Local Government: Threatened and Needing Renewal

Nicholas Gardner

October 21, 2020

There are a number of norms the government has sacrificed or put on hold in order to tackle the pandemic. The recent struggle over local lockdowns between councils and the Johnson Administration underlines the latest norm at risk of being eroded. The norm of devolution and metro mayors is being stress tested by this pandemic and since March, central government has governed at the expense of this constitutional feature.

Rather than work constructively with local councils who best understand the dire situations their communities are facing, Government has either handed down nationwide dictums irrespective of the local situation, or blackmailed local leaders to agree to local measures without the necessary support that should accompany measures that will seriously disrupt the economy and society.

The Tories were once the party that championed local metro mayors and decentralising power, a cornerstone of liberal philosophy which motivated the Cameron Administrations. The policy has seen great success bringing metro mayors to many regional hubs, allowing government to be bought closer to the people.

The decision this current government has taken to flagrantly ignore the concerns and legitimacy of locally elected leaders should be a cause for concern. It not only handicaps good policy making during this ongoing crisis, but imperils the very fabric of the Union, both between the 4 nations and internal pressures between the regions. So much for ‘levelling up’ the north, it tramples on the institutions designed to empower the regions it now ignores.

Central government cannot write policy for 66 million people, especially during a pandemic which is affecting communities unequally. Westminster’s shift from a national, to a more local approach should in theory be applauded. It demonstrates a better understanding of the situation and an avoidance of draconian measures in places where a full lockdown would do far more harm than good. However, the government does not seem to be engaging with local leaders in good faith.

The political struggle that has unfolded between Westminster and Manchester demonstrates a disinterest among the national government to trust the local administrations. The very party which rolled out the metro mayor system to many communities is now failing to trust the constitutional institutions they established. The Government has reverted to its natural instinct of centralism. This undermines efforts to combat coronavirus and violates the principle of letting local communities govern themselves in their own interest.

In the short term, this hostility to localism has hampered efforts to roll out local restrictions which might save lives. It is not unreasonable that when government takes action which threatens business and society, people are compensated and supported through this tough time. The government, not willing to compromise with local leaders who know best how these measures will tear apart peoples livelihoods., risks lives and destroying public trust in any policy they may eventually impose on local communities.

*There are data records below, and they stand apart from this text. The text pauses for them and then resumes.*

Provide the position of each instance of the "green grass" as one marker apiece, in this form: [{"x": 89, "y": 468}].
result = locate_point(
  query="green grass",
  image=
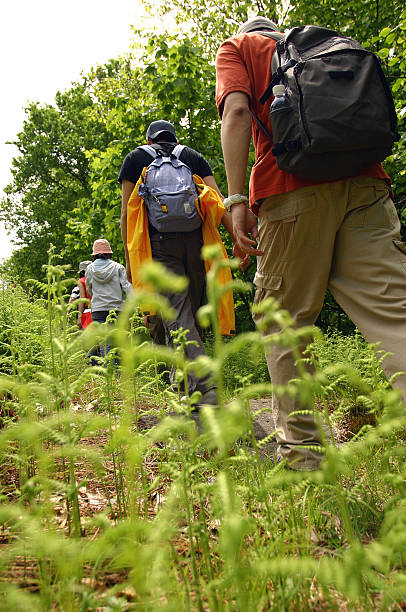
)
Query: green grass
[{"x": 112, "y": 500}]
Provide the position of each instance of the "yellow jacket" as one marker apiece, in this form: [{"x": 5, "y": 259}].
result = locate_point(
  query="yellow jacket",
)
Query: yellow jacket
[{"x": 211, "y": 210}]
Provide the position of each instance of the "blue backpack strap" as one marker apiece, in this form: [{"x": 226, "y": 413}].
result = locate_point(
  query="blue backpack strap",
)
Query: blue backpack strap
[
  {"x": 150, "y": 150},
  {"x": 176, "y": 151}
]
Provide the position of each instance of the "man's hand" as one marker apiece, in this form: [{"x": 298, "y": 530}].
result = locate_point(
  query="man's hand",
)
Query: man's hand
[{"x": 244, "y": 223}]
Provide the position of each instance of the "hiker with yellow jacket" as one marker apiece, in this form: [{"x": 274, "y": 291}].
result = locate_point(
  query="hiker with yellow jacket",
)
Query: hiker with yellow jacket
[{"x": 170, "y": 224}]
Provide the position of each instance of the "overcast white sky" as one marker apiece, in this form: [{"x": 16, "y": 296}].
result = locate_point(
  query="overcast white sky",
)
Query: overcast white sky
[{"x": 44, "y": 46}]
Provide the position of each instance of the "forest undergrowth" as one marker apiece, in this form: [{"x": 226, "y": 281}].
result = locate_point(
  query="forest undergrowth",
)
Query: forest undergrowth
[{"x": 112, "y": 499}]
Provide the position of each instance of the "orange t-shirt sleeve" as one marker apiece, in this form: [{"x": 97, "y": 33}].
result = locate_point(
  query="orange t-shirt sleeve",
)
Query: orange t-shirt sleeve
[{"x": 231, "y": 74}]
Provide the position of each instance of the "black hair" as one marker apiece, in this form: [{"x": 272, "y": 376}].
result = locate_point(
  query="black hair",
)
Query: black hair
[{"x": 102, "y": 256}]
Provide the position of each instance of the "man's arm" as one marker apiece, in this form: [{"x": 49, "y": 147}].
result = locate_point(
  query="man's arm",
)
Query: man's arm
[
  {"x": 211, "y": 182},
  {"x": 81, "y": 305},
  {"x": 235, "y": 141},
  {"x": 127, "y": 188}
]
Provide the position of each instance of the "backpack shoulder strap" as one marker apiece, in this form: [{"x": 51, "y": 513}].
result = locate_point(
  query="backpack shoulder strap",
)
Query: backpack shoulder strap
[
  {"x": 274, "y": 35},
  {"x": 150, "y": 150},
  {"x": 176, "y": 151}
]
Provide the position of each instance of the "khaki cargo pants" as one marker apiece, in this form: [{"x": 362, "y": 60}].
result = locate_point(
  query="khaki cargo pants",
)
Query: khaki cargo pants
[{"x": 345, "y": 236}]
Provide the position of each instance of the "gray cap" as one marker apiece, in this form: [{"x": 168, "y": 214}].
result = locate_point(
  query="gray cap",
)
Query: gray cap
[
  {"x": 156, "y": 128},
  {"x": 83, "y": 265},
  {"x": 256, "y": 24}
]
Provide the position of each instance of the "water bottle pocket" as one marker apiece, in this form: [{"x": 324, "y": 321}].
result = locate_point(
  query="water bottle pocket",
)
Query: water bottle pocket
[{"x": 286, "y": 136}]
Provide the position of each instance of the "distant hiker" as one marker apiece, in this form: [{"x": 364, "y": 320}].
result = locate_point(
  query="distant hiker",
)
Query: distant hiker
[
  {"x": 171, "y": 207},
  {"x": 343, "y": 234},
  {"x": 107, "y": 284},
  {"x": 84, "y": 313}
]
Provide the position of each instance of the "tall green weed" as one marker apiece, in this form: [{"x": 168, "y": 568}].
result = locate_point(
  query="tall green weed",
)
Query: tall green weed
[{"x": 121, "y": 503}]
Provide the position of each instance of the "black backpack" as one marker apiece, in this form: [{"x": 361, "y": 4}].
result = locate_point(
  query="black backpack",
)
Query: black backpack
[{"x": 340, "y": 115}]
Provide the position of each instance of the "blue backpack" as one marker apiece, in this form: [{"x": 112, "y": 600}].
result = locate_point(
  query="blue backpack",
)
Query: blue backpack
[{"x": 169, "y": 192}]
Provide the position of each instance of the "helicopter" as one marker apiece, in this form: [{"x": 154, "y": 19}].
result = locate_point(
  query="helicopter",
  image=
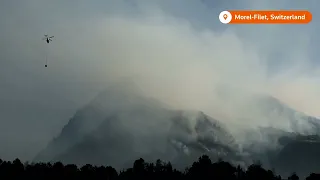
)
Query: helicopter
[{"x": 47, "y": 38}]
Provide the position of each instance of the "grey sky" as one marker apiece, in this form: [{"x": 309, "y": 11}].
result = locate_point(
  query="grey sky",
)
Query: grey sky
[{"x": 166, "y": 46}]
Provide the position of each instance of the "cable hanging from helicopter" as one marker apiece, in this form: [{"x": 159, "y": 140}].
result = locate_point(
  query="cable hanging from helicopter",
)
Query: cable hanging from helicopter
[{"x": 48, "y": 39}]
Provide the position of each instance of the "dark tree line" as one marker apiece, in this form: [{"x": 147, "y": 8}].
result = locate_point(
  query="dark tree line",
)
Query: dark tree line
[{"x": 203, "y": 169}]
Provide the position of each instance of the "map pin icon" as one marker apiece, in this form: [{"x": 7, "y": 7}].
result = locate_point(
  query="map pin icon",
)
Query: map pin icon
[{"x": 225, "y": 16}]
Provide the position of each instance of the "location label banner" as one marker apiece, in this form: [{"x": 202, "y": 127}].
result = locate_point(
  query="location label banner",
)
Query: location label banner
[{"x": 265, "y": 17}]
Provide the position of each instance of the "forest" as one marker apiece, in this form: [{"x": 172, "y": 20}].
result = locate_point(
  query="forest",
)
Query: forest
[{"x": 203, "y": 169}]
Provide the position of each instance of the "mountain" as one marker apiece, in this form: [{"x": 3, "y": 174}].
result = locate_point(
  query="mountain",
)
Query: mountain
[{"x": 121, "y": 125}]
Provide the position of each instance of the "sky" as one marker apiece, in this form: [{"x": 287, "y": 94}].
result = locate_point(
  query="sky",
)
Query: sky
[{"x": 177, "y": 51}]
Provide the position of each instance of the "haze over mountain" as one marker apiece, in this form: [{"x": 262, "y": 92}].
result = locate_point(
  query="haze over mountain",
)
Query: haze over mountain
[
  {"x": 121, "y": 124},
  {"x": 178, "y": 53}
]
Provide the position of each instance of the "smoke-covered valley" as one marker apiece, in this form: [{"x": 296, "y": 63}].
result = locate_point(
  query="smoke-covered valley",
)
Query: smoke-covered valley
[
  {"x": 242, "y": 93},
  {"x": 122, "y": 124}
]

The problems spiral from here. Flagrantly trampling on the spirit of localism threatens to decay support in the structures that govern the UK.  Scenes like the ones seen outside Bridgewater Hall on Monday make the Johnson Administration look like it doesn’t even want to engage with local government. Once again, the communications strategy has been bungled by Downing Street, galvanising public support against the government. In a similar vein, this ineptitude in public messaging might explain the surge in recent support for Scottish independence, with Westminster seeming to be willingly hostile to the governments who don’t follow their line.

This strategy to not concede ground to regional and local government, and a failure to look like they empathise with the acute struggle their communities are facing, is threatening the breakup of the Union. Within England, the recent depiction of Andy Burnham as a figurehead of northern resistance represents a wave of internal hostility towards Westminster. If this sentiment continues to grow, who is to say we don’t end up at a situation in the North of England in 10 years’ time that we see in Scotland now? Simply put, the regions of England ignored by London might start to realise they might as well go it alone.

The shift of government closer to the people, first through the New Labour devolution settlements then the metro mayors and further devolution seen in the 2010’s, are good constitutional changes. Government should govern communities it understands and is clearly accountable to, and devolution and localism ensures that. Central Governments’ hostility to local leaders threatens this principle. This spat between Mr Johnson and Mr Burnham over £5 million will have implications far beyond covid policy.

In order to safeguard the union and regional trust in Westminster, the government must renew its commitment to equal and universal localism across the whole of the country post-covid. We should not be surprised in a government being unwilling to surrender power, especially during a crisis. This attitude, however well intended, could have serious constitutional implications far beyond this pandemic.

The Government will do well to support those communities suffering right now. Politically and constitutionally, ignoring rather than working with local leaders is a bad call. National and Local Government needs to work together.

Westminster must not treat local administrations as if they were inept just because they disagree with their approach. The Johnson Administration should trust and support local government to govern in the interest of the communities they know best.